Temperature and seasons

Surface temperatures on Venus can rise to 480°C, hot enough to melt lead, zinc and tin. The high temperature and pressure were responsible for the failure of many early space probes. Temperature and pressure in the atmosphere decrease with increasing altitude.

The dense atmosphere on Venus allows heat from the Sun to warm the surface but it also traps heat radiated from the surface of Venus. This results in a higher surface temperature than on Mercury (which is closer to the Sun). The trapping of heat by the atmosphere produces a greenhouse effect because the carbon dioxide acts like glass in a greenhouse. Earth has a greenhouse effect in its atmosphere, but Venus is an extreme case. The thick atmosphere of Venus also keeps the night side of Venus at nearly the same temperature as the side facing the Sun (unlike the night side of Mercury, where the temperature drops dramatically). Temperatures at the poles of Venus are as high as those at the equator.
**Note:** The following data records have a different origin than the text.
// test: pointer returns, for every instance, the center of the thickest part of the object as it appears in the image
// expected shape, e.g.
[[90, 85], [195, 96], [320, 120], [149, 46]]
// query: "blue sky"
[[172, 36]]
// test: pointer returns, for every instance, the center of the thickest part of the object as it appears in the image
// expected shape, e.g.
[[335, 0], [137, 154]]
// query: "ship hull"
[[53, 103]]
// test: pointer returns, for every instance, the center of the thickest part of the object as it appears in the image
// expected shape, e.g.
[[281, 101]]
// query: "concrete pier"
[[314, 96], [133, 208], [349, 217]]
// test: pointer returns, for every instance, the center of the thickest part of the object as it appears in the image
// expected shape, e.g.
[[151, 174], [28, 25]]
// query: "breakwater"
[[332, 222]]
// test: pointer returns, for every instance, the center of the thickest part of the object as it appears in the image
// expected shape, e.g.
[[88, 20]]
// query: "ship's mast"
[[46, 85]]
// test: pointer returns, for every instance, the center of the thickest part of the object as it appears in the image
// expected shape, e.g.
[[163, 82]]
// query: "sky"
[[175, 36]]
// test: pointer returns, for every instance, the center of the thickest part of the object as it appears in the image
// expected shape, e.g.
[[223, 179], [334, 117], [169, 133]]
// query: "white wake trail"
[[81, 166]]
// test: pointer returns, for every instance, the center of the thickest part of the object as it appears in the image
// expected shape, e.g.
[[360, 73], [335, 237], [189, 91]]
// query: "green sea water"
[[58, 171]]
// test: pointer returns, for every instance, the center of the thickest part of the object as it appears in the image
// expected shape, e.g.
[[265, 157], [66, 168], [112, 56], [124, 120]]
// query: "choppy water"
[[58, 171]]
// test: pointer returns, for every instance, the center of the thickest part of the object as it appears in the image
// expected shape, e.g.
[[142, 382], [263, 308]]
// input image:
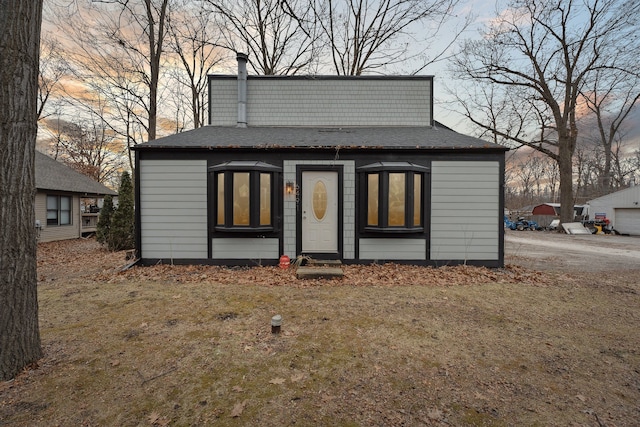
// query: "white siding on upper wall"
[[465, 201], [245, 248], [324, 102], [173, 207], [50, 233]]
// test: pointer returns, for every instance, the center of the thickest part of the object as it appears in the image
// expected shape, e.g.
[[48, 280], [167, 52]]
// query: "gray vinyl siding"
[[324, 102], [51, 233], [465, 200], [173, 206], [393, 249], [245, 248]]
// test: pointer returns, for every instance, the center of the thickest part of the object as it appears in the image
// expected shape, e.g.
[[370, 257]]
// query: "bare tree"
[[279, 36], [20, 345], [374, 35], [540, 55], [194, 40], [117, 50], [611, 96]]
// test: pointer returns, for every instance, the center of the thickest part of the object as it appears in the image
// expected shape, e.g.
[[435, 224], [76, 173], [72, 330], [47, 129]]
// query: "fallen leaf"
[[297, 377], [238, 408]]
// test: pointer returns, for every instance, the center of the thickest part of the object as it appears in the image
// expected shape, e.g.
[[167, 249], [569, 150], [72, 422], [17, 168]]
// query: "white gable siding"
[[324, 102], [173, 203], [465, 200]]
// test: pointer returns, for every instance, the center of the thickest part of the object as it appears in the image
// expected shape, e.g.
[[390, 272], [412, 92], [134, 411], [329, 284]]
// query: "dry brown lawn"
[[385, 346]]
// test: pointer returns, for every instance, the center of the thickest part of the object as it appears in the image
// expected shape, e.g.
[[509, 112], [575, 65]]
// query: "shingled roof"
[[54, 176], [396, 138]]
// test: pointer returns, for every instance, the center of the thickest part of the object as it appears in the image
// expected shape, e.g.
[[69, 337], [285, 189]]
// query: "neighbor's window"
[[394, 196], [244, 199], [58, 210]]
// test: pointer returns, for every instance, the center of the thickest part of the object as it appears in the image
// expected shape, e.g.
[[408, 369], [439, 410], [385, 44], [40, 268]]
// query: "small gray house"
[[334, 167], [60, 192]]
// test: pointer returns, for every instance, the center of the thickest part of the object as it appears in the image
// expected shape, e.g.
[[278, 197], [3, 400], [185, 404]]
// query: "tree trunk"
[[19, 54], [565, 164]]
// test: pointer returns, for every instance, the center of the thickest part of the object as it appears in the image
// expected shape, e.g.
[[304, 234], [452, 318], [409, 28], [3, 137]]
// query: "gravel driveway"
[[562, 252]]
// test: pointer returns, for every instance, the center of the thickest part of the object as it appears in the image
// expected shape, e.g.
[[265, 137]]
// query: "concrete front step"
[[316, 272]]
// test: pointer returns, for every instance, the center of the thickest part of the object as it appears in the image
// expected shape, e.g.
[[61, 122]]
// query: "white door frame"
[[334, 204]]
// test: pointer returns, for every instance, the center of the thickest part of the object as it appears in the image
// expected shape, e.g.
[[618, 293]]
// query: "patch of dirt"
[[540, 342]]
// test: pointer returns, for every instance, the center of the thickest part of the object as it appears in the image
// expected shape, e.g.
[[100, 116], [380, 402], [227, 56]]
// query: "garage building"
[[622, 208]]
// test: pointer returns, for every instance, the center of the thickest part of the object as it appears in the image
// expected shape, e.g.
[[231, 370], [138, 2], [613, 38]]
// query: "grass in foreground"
[[141, 350]]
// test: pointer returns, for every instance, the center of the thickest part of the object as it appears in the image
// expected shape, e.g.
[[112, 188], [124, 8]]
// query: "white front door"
[[320, 211]]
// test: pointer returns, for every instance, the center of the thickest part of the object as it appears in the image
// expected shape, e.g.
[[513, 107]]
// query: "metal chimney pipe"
[[242, 89]]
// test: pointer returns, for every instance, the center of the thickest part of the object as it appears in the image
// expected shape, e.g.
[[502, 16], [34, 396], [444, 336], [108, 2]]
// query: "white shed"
[[622, 208]]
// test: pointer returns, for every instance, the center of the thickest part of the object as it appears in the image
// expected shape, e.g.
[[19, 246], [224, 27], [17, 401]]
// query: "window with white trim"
[[58, 210], [244, 196]]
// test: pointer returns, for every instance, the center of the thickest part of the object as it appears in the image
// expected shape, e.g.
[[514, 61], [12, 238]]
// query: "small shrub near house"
[[116, 226]]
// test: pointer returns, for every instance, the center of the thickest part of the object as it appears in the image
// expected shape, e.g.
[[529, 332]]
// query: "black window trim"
[[255, 169], [383, 169]]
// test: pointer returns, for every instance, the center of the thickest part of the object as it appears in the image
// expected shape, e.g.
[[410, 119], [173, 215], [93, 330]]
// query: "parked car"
[[521, 224]]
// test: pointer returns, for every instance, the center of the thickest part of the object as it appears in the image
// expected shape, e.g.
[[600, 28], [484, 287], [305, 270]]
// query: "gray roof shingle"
[[426, 138], [53, 175]]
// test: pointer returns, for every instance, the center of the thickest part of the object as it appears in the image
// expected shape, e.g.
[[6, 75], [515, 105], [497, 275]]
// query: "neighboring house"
[[348, 168], [621, 208], [60, 191]]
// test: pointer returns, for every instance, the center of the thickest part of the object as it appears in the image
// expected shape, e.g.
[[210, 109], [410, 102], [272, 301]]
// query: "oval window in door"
[[319, 200]]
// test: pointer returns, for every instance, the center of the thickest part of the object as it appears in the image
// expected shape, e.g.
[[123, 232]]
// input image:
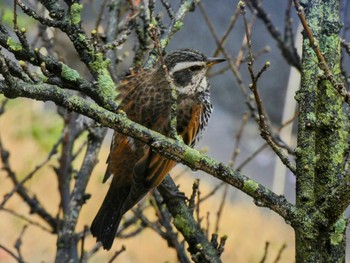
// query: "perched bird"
[[146, 99]]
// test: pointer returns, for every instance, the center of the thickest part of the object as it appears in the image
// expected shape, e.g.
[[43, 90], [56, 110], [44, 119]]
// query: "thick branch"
[[170, 148]]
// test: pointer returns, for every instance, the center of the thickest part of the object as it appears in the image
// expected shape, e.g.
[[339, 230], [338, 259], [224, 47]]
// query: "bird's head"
[[188, 68]]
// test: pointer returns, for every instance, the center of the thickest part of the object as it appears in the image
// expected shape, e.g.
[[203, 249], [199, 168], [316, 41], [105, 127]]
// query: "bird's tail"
[[106, 222]]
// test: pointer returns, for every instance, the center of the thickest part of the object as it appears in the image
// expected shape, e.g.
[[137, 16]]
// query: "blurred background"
[[248, 227]]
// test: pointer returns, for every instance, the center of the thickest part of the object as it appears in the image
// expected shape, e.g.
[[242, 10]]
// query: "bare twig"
[[266, 250], [263, 124]]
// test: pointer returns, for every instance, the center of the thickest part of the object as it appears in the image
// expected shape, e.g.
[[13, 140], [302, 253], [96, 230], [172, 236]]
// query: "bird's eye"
[[195, 68]]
As it orbits the Sun, Venus rotates very slowly on its axis, more slowly than any other planet. It takes 243 Earth days for just one spin, which means that a Venusian day is longer than a Venusian year.

Venus's rotation axis is tilted more than 177°, compared to Earth's 23.5° tilt. This means that Venus's axis is within 3° of being perpendicular to the plane of its orbit around the Sun. Because of this, the planet has no seasons.

Neither of the planet's hemispheres or poles point towards the Sun during any part of its orbit.